IntentTuner: An Interactive Framework for Integrating Human Intents in Fine-tuning Text-to-Image Generative Models
Xingchen Zeng, Ziyao Gao, Yilin Ye, Wei Zeng
TL;DR
IntentTuner presents a multi-modal, interactive framework that embeds human intents into fine-tuning of text-to-image models. By translating natural language and visual exemplars into structured intent specifications, it guides data augmentation, caption optimization, and intent-aware evaluation, unifying fine-tuning with generation in a single interface. Through formative study, application scenarios, and a user study, the approach demonstrates improved alignment with user goals and reduced cognitive load relative to baselines. The work advances controllability and accessibility in personalized AIGC, with implications for ethical data use and cross-domain creative workflows.
Abstract
Fine-tuning facilitates the adaptation of text-to-image generative models to novel concepts (e.g., styles and portraits), empowering users to forge creatively customized content. Recent efforts on fine-tuning focus on reducing training data and lightening computation overload but neglect alignment with user intentions, particularly in manual curation of multi-modal training data and intent-oriented evaluation.

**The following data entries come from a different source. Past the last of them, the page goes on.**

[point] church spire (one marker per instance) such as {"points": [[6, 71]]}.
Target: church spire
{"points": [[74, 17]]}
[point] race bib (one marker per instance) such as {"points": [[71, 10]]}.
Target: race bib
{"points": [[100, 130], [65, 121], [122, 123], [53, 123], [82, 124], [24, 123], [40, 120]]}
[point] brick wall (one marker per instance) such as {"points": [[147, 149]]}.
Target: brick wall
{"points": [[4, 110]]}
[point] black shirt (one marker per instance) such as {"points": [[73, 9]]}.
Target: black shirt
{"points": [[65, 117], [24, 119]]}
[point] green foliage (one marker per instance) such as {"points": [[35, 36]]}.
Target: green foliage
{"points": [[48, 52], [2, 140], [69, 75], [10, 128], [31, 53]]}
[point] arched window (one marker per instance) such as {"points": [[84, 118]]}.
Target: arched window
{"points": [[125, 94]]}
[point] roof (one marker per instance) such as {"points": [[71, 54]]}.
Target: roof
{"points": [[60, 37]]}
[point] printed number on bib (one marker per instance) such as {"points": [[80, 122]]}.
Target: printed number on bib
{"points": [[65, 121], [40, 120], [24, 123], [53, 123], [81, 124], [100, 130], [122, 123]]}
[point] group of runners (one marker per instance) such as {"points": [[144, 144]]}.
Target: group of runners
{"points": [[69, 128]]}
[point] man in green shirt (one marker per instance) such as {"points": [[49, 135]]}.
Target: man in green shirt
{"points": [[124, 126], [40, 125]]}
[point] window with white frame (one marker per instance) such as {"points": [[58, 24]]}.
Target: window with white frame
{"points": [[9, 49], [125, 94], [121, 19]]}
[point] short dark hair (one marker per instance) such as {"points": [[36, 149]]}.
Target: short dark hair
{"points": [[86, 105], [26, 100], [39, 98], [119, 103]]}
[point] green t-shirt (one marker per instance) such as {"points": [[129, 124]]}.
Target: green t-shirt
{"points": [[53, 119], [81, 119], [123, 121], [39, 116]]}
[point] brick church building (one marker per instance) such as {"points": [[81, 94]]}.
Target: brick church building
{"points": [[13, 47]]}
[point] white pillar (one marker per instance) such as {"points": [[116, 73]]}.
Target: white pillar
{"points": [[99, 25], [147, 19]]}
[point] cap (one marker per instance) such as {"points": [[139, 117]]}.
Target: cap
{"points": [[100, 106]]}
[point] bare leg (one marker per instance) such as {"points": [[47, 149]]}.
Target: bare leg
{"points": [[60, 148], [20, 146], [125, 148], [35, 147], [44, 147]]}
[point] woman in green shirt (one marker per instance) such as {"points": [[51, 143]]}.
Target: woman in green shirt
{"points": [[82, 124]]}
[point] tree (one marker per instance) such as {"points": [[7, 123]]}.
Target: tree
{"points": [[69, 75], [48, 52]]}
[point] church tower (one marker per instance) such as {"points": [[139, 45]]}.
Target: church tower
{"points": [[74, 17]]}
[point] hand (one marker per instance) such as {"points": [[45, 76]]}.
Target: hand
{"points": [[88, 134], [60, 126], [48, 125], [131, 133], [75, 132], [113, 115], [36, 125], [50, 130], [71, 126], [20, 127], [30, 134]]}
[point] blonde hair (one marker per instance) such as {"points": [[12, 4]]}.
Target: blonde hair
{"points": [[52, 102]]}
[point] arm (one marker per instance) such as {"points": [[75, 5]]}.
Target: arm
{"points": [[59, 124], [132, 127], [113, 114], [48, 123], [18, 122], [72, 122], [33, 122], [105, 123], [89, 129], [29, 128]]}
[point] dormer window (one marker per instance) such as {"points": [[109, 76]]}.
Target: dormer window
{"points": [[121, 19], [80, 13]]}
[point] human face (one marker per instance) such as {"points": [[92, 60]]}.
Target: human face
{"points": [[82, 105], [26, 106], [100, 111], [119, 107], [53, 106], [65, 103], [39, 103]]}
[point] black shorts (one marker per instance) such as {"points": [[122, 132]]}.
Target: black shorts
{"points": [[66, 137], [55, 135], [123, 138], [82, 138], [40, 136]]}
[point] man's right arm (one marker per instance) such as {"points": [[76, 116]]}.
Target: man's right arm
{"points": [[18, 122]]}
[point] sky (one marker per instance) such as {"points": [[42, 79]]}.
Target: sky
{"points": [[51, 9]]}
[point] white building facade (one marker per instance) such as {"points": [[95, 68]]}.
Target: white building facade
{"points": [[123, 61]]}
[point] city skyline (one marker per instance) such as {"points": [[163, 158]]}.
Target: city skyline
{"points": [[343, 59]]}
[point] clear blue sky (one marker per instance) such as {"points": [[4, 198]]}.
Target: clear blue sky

Informed by a formative study with fine-tuning practitioners for comprehending user intentions, we propose IntentTuner, an interactive framework that intelligently incorporates human intentions throughout each phase of the fine-tuning workflow. IntentTuner enables users to articulate training intentions with imagery exemplars and textual descriptions, automatically converting them into effective data augmentation strategies. Furthermore, IntentTuner introduces novel metrics to measure user intent alignment, allowing intent-aware monitoring and evaluation of model training. Application exemplars and user studies demonstrate that IntentTuner streamlines fine-tuning, reducing cognitive effort and yielding superior models compared to the common baseline tool.